Raw Anzac Cheesecake
1 cup dates
1/2 cup Lotus Organic Traditional Rolled Oats
1/2 cup Lotus Organic Shredded Coconut
1 tsp coconut oil
Filling and topping
¾ cup raw macadamias (soaked in water overnight)
1 tbs lemon juice
2 tbs coconut oil, melted
1/4 cup coconut cream
1/2 cup maple syrup
1/3 Lotus Organic Coconut Chips
Blend dates, oats & coconut until it forms a sticky crumble. Set a small handful aside for topping.
Grease your dish with coconut oil, and using a spatula or your hands, press firmly and evenly across the base. Place it in the freezer to set.
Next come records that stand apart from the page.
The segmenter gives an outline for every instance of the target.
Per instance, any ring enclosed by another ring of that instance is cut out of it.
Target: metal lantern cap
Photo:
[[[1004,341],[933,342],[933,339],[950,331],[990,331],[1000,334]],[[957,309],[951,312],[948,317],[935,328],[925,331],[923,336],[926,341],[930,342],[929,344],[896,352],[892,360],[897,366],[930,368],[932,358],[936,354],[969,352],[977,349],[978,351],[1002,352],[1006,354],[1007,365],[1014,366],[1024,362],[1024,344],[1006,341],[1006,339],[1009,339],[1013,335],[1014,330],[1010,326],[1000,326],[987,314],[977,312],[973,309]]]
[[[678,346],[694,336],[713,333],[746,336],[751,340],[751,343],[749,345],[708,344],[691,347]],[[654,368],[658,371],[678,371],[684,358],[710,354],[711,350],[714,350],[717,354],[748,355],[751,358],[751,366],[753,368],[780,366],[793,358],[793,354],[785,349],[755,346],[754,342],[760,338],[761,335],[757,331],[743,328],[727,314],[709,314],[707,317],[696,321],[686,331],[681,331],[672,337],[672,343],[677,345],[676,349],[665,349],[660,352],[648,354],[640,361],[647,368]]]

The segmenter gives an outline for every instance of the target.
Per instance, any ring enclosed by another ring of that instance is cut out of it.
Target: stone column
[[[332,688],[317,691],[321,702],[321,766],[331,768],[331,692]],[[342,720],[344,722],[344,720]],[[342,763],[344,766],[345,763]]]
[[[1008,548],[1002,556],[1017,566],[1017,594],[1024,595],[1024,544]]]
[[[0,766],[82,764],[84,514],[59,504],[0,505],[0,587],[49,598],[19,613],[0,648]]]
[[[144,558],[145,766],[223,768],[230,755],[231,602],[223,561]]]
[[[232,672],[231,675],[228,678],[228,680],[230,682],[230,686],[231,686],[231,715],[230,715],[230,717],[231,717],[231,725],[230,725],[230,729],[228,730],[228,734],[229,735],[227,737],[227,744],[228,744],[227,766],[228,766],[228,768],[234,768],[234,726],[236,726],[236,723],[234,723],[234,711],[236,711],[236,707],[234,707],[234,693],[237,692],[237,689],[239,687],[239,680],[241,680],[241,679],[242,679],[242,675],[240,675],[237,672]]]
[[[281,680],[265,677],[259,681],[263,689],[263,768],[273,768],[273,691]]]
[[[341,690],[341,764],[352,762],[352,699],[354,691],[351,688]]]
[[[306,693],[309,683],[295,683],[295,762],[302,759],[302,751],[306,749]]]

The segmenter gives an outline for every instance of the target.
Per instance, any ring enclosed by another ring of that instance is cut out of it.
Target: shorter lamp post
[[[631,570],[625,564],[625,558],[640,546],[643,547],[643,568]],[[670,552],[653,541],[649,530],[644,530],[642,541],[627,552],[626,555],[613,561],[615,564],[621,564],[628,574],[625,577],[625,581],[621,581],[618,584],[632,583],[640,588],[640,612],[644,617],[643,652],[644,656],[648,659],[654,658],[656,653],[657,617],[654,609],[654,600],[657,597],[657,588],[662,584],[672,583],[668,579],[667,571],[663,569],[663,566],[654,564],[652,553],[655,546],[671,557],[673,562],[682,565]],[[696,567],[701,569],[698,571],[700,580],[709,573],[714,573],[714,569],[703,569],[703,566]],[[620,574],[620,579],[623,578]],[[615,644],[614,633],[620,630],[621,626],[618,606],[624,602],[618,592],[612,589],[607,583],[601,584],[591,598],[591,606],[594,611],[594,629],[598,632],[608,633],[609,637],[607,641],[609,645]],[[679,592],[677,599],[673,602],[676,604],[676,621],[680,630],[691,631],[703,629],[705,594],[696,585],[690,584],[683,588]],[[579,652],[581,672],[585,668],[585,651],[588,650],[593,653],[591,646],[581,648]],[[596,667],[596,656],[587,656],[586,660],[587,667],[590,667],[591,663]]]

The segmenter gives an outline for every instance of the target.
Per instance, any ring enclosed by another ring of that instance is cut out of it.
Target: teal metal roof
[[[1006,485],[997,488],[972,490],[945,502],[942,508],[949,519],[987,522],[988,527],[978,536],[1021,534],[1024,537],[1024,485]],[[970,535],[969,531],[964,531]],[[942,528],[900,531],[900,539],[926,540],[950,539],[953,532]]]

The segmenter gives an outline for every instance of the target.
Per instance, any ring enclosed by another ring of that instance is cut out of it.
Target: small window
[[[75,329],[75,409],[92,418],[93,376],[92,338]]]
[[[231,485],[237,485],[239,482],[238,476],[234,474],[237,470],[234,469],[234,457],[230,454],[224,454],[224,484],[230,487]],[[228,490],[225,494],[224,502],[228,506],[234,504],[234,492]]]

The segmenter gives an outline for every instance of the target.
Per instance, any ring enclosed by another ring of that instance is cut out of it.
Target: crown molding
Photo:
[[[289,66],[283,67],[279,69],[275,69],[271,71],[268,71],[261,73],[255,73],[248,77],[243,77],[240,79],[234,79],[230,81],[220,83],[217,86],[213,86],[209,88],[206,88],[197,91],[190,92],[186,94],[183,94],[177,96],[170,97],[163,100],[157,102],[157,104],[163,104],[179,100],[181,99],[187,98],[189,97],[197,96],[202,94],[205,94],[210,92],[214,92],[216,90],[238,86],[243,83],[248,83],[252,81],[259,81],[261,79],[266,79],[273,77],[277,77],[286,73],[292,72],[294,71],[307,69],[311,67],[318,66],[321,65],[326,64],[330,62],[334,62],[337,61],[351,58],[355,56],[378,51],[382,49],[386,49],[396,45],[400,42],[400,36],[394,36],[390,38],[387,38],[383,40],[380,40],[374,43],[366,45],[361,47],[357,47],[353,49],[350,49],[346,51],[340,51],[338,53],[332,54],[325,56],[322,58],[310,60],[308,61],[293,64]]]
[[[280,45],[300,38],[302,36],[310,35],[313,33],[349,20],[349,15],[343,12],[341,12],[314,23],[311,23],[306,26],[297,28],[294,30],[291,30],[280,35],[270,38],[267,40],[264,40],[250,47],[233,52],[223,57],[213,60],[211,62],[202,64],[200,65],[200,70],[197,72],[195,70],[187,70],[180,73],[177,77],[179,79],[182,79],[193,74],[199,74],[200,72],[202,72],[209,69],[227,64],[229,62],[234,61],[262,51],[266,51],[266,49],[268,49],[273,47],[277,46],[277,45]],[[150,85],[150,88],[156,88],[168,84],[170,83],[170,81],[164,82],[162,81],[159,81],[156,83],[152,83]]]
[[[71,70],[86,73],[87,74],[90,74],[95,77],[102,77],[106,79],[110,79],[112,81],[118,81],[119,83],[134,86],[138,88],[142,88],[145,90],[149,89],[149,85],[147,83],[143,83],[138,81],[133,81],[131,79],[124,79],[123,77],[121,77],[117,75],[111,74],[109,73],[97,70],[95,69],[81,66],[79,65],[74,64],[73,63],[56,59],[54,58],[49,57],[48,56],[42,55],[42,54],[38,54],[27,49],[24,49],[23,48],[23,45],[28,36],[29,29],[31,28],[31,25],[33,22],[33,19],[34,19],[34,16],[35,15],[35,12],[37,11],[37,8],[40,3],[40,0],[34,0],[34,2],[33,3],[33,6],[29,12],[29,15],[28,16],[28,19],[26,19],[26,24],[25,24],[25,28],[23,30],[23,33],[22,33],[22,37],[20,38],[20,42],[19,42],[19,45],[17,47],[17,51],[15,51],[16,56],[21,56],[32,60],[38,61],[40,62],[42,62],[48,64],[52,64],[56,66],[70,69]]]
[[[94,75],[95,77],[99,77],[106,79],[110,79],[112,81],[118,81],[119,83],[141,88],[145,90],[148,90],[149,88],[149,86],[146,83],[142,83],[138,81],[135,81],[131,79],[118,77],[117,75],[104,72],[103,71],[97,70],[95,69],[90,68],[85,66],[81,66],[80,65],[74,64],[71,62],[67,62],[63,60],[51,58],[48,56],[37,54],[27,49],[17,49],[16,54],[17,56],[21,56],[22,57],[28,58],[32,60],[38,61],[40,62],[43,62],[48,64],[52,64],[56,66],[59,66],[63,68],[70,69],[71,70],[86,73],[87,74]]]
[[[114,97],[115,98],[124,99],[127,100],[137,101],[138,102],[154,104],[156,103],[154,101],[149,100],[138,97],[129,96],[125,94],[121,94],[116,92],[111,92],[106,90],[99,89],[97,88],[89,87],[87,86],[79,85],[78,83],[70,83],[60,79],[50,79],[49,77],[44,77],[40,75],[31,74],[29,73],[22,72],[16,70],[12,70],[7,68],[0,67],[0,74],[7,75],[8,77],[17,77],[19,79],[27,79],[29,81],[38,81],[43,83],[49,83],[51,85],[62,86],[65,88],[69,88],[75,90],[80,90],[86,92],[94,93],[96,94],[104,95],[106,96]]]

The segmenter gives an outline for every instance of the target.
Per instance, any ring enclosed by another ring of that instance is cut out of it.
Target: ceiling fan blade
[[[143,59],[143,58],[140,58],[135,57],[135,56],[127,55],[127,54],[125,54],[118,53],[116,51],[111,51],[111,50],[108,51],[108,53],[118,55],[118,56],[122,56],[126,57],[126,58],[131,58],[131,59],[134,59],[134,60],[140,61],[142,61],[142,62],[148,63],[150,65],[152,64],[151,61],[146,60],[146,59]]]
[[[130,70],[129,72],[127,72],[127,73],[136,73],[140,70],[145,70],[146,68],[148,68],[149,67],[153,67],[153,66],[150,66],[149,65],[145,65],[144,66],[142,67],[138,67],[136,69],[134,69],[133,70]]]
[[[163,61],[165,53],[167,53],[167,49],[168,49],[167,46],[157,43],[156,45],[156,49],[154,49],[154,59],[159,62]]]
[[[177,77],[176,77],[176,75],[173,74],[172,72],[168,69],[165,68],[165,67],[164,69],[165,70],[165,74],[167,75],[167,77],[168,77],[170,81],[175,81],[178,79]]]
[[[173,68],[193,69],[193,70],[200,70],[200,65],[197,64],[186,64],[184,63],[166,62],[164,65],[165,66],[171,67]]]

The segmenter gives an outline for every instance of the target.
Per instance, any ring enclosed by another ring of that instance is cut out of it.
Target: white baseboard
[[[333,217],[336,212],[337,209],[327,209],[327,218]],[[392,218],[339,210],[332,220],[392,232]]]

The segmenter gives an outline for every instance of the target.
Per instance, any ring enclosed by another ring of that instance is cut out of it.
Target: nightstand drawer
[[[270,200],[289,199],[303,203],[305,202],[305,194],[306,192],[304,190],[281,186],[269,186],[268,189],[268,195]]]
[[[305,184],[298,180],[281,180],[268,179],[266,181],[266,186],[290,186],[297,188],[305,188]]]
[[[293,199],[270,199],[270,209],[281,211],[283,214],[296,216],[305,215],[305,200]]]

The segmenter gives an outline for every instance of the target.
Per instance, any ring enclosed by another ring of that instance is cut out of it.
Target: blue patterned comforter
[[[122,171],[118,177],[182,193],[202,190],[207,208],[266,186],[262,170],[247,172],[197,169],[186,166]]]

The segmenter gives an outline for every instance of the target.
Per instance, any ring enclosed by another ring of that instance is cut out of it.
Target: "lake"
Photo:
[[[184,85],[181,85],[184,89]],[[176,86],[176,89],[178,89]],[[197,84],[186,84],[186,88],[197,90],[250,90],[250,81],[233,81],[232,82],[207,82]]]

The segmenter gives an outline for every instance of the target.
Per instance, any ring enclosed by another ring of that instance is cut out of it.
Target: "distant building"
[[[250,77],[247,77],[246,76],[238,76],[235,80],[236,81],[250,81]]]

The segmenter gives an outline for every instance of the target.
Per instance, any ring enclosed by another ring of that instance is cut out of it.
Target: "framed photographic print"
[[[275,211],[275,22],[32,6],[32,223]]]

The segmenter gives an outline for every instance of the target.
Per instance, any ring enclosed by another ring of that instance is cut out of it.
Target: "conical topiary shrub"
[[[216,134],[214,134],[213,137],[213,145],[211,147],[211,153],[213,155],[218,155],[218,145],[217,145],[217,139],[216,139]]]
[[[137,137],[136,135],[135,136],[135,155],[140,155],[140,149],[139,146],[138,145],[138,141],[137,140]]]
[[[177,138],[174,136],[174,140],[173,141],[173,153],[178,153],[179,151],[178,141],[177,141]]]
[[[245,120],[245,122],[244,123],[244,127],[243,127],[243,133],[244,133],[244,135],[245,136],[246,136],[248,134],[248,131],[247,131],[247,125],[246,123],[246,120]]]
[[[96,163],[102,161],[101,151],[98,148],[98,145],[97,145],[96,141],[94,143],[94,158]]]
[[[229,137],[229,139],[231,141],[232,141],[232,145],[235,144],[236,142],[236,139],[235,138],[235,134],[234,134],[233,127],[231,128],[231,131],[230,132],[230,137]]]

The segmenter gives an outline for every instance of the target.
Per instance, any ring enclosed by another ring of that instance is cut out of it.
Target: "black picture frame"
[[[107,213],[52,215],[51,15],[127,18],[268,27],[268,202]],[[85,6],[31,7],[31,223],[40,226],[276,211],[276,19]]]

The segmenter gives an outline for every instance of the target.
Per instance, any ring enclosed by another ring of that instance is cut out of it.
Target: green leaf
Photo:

To make the filling, drain the nuts well and add them to a food processor with the lemon juice, coconut cream, melted coconut oil, golden syrup and vanilla. Blend until completely smooth. Pour the filling over the base and place into the freezer to set for at least 1 hour.
Meanwhile, toast the coconut in a saucepan over a low-medium heat till golden brown. Allow the coconut to cool.
Serve the cheesecakes straight from the freezer, topped with toasted coconut and remainder of base crumble or allow them to soften for 10-15 minutes.